Jules Verne

C'est une belle province, une des plus riches du Caucase, mais le système qui la régit n'est pas fait pour mettre ses richesses en valeur. C'est à peine si ses habitants commencent à devenir propriétaires d'un sol qui appartenait tout entier aux princes régnants, descendant d'une dynastie persane. Aussi l'indigène y est-il encore à demi sauvage, ayant à peine la notion du temps, sans langue écrite, parlant une sorte de patois que ses voisins ne peuvent comprendre,--un patois si pauvre même, qu'il manque de mots pour exprimer les idées les plus élémentaires.

Van Mitten ne fut point sans remarquer, au passage, le vif contraste de cette contrée avec les districts plus avancés en civilisation qu'il venait de traverser.

A la gauche de la route, développement de champs de maïs, rarement de champs de blé, des chèvres et des moutons, très surveillés et gardés, des buffles, des chevaux et des vaches, vaguant en liberté dans les pâturages, de beaux arbres, des peupliers blancs, des figuiers, des noyers, des chênes, des tilleuls, des platanes, de longs buissons de buis et de houx, tel est l'aspect de cette province de l'Abkasie. Ainsi que l'a justement fait observer une intrépide voyageuse, madame Caria Serena, «si l'on compare entre elles ces trois provinces limitrophes l'une de l'autre, la Mingrélie, le Samourzakan, l'Abkasie, on peut dire que leur civilisation respective est au même degré d'avancement que la culture des monts qui les environnent: la Mingrélie, qui, socialement, marche en tête, a des hauteurs boisées et mises en valeur; le Samourzakan, déjà plus arriéré, présente un relief à moitié sauvage; l'Abkasie, enfin, demeurée presque à l'état primitif, n'a qu'un écheveau de montagnes incultes, que n'a pas encore touché la main de l'homme. C'est donc l'Abkasie qui, de tous les districts caucasiens, sera le plus tard entré en jouissance des bienfaits de la liberté individuelle.»

La première halte que firent les voyageurs après avoir franchi la frontière, fut à la bourgade de Gagri, joli village, avec une charmante église de Sainte-Hypata, dont la sacristie sert maintenant de cellier, un fort, qui est en même temps un hôpital militaire, un torrent, sec alors, le Gagrinska, la mer d'un côté, de l'autre, toute une campagne fruitière, plantée de grands accacias, semée de bosquets de roses odorantes. Au loin, mais à moins de cinquante verstes, se développe la chaîne limitrophe entre l'Abkasie et la Circassie, dont les habitants, défaits par les Russes, après la sanglante campagne de 1859, ont abandonné ce beau littoral.

La chaise, arrivée là, à neuf heures du soir, y passa la nuit. Le seigneur Kéraban et ses compagnons reposèrent dans un des doukhans de la bourgade, et en repartirent le lendemain matin.

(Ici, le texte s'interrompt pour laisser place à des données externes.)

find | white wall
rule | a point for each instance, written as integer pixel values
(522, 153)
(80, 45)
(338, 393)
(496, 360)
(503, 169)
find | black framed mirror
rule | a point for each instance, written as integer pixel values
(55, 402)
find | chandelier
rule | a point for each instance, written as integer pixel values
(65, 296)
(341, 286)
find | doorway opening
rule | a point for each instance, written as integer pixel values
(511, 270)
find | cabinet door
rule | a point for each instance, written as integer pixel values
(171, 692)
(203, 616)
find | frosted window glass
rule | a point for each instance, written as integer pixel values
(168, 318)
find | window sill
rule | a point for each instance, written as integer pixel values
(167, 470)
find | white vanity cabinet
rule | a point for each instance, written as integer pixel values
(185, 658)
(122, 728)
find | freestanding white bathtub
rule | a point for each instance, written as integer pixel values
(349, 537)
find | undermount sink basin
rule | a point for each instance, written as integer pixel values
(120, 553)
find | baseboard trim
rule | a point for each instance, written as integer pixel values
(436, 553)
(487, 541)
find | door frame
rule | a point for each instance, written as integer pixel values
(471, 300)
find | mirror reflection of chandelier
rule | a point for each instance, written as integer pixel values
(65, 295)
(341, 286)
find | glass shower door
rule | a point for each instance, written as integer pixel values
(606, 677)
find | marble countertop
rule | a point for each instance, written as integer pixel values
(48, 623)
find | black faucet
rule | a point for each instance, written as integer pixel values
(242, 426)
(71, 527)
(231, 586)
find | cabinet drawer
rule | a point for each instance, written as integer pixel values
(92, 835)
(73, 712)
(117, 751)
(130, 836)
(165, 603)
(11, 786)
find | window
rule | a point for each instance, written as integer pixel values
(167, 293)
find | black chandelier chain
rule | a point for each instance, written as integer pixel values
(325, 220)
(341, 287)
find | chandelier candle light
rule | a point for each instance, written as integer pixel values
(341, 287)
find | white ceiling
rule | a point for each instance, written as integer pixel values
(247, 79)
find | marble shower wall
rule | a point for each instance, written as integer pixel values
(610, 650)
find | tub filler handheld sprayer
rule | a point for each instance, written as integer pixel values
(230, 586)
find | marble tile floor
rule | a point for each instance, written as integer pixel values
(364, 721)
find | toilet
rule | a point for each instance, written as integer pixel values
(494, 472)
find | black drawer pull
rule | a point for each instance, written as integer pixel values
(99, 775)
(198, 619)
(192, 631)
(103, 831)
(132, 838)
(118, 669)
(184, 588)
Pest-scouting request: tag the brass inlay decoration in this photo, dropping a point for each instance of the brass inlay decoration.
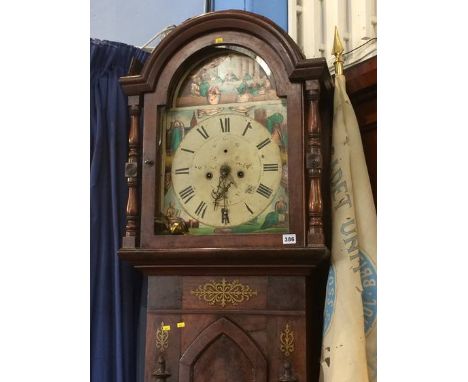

A midi, six lieues plus loin, Pizunda leur offrait des chevaux de rechange. Là, Van Mitten eut une demi-heure pour admirer l'église où résidèrent les anciens patriarches du Caucase occidental; cet édifice, avec sa coupole de briques, autrefois coiffée de cuivre, l'agencement de ses nefs suivant le plan de la croix grecque, les fresques de ses murailles, sa façade ombragée par des ormes séculaires, mérite d'être compté parmi les plus curieux monuments de la période byzantine au sixième siècle.

Puis, dans la même journée, ce furent les petites bourgades de Goudouati et de Gounista, et, à minuit, après une rapide étape de dix-huit lieues, les voyageurs venaient prendre quelques heures de repos à la bourgade Soukhoum-Kalé, bâtie sur une large baie foraine, qui s'étend dans le sud jusqu'au cap Kodor.

Soukhoum-Kalé est le principal port de l'Abkasie; mais la dernière guerre du Caucase a en partie détruit la ville, où se pressait une population hybride de Grecs, d'Arméniens, de Turcs, de Russes, encore plus que d'Abkases. Maintenant, l'élément militaire y domine, et les steamers d'Odessa ou de Poti envoient de nombreux visiteurs aux casernes, construites près de l'ancienne forteresse, qui fut élevée au seizième siècle, sous le règne d'Amurah, époque de la domination ottomane.